Basic Test on Statistical Mechanics for Fundie Blowhard Critics of Spontaneous Order
1)Consider the simple spin system shown in the top diagram. (Where t could be in billions of years or hundreds of seconds, depending on the system).
a) What system would most likely have t in billions of years?
b) Which system would most likely have t in seconds?
Give the reasons for your choice in each case, (a) and (b).
c) By examining the orientatation of the spin magnets, compute the "spin excess" in each case, for time t(o) and time: t(o) + t. Is the direction of change from order to disorder, or the converse? Explain.
d)In terms of the measure of "spin excess", give the difference in terms of the order. Account for this direction of change in the direction given for time.

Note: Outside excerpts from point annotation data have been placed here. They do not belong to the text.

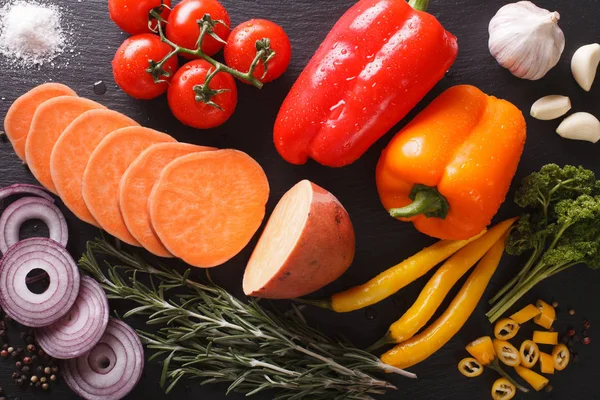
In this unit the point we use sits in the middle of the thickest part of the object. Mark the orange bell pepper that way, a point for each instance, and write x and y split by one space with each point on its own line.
448 171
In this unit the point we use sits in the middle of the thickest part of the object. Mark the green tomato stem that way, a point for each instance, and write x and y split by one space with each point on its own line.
419 5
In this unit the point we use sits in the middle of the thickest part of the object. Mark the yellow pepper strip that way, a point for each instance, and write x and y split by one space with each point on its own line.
561 357
546 316
546 363
537 381
395 278
530 353
541 337
506 329
452 320
507 353
525 314
502 389
483 351
470 367
443 280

e) Quantify the magnetic energy for the system at time t(o) compared to time t(o) + t, if the magnetic energy of one spin magnet can be written:
M = -uB cos Θ
where u is the magnetic moment (-eL/2m, L = 1) and assume Θ = +/- π, and B = 1G (gauss).
Does this agree with your results from (c) and (d) or not? Explain.
f) Based on your results, at which time does the spin system have the greatest entropy and WHY?
g) What do you conclude from (f) if the change in spin magnet system is spontaneous?
2. The diagram for Fig. 2 shows a multiple bifurcation process. In general this will refer to the energy and order changes in a dynamic system over time, wherein both stable (equilibrium) and chaotic conditions can be produced. Chaos and order, in other words, can be differentiated on the basis of where they appear in relation to the original bifurcation.
a) Which region of the diagram would have the greatest degree of order? Why?
b)Which region would have the greatest degree of disorder? Why?
c) Say that S = log (g) determines the entropy for a statistical mechanical system, where g denotes the number of accessible states. Then, would region E or F have a larger entropy? Would region B or C have a larger entropy? Would region A or E have the larger entropy?
We will wait to see if these big mouths and blowhards can answer even one correctly, but the betting here is they won't! They will cop out like they did with the basic test on evolution! So much for their BS and ignorant pontifications about recognizing that when a 'book is written it must have an author' blah, blah. If they can't distinguish order in the simplest statistical mechanical realm, and discriminate from human concepts of design and order, these idiots know nothing! But hey, we knew that anyway, even before April FOOLS' Day!